A remarkable sentence can be found in Klaus Liebig's article: "As I see it, there are astonishing overlaps in the views of normative economists, NGOs and development policy-makers on what is required to meet developmental needs." But then comes a conclusion that is not easy to understand: "The main obstacle to progress at present is not the fact that the demands for a development round differ; it is the [lack of] political feasibility of implementing it." If there is so much agreement between actors, though, why cannot views be translated into action? The answer is simple: because Klaus Liebig has summarily left out the most important of the actors, who certainly do have "divergent requirements": the trade and economic policy-makers and the international commercial and financial groups that exert influence over them. These the author hides behind the phrase "political feasibility of implementation" as if it was an immutable ‘framework condition’, an anonymous power. The debate we are conducting here in the development community is a curious one: we call on development policy-makers to make better policy, although they (cum grano salis) call for the same as we do. At the same time we formulate the view that development policy cannot be a repair shop for damage done by wrong economic policy. But those responsible for the wrong economic policy we do not see as the persons to whom to address our criticism: the economic and trade policy-makers, sitting at the negotiating table in Cancún. They are the actors missing from Liebig's equation.

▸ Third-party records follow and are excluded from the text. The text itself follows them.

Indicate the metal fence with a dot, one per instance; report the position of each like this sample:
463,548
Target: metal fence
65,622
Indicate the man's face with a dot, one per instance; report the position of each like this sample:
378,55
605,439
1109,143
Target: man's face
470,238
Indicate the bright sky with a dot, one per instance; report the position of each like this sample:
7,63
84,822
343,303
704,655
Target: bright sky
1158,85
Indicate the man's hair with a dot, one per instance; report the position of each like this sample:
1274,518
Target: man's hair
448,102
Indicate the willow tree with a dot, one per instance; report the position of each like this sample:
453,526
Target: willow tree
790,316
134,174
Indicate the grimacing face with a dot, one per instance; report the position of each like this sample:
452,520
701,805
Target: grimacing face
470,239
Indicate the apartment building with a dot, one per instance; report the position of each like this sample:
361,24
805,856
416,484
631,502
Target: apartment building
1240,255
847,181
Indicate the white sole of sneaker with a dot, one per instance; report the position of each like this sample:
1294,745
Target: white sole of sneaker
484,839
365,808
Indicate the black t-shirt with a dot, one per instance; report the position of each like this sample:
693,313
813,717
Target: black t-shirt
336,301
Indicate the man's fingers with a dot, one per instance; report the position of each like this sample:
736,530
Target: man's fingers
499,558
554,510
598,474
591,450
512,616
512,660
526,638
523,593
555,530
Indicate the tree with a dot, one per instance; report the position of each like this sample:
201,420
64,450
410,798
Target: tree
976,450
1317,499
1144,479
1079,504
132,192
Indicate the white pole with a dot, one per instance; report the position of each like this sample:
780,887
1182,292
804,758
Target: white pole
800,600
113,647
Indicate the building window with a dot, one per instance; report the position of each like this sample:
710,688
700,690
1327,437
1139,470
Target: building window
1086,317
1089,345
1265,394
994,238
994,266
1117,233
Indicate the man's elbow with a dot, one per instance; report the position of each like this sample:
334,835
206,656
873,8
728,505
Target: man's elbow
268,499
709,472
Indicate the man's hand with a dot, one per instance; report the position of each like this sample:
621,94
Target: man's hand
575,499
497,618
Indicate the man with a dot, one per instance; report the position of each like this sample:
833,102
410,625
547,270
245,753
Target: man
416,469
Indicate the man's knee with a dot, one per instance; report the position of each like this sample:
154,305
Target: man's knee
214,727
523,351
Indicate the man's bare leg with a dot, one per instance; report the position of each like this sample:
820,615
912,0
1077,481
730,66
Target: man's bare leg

If this reality were appreciated, civil society groups in future should not look so much to the development ministry (BMZ) and development policy agencies to furnish adversaries and interlocutors; they would rather find them in the trade and finance ministries, in companies and associations of private business. Some of the groups (such as attac) are already geared up for this, but not enough of them. Yet there are certainly interesting partners to be found in such quarters. There is a new trend in business to take ethical issues more seriously again (and not just in response to the increased detection of business crime). Those who advocate this approach should be made to realise that business ethics means not only honest bookkeeping, but also shouldering responsibility for Third World poverty. Channelled through such people, this view might also percolate through to those who conduct negotiations in international conferences. Apart from that, there is certainly truth in Klaus Liebig's claim that the developing countries could achieve more if they did not allow themselves to be divided, if they were to focus their efforts. So in the world trade dispute, at any rate, the most important thing the BMZ can do is help to empower the developing countries.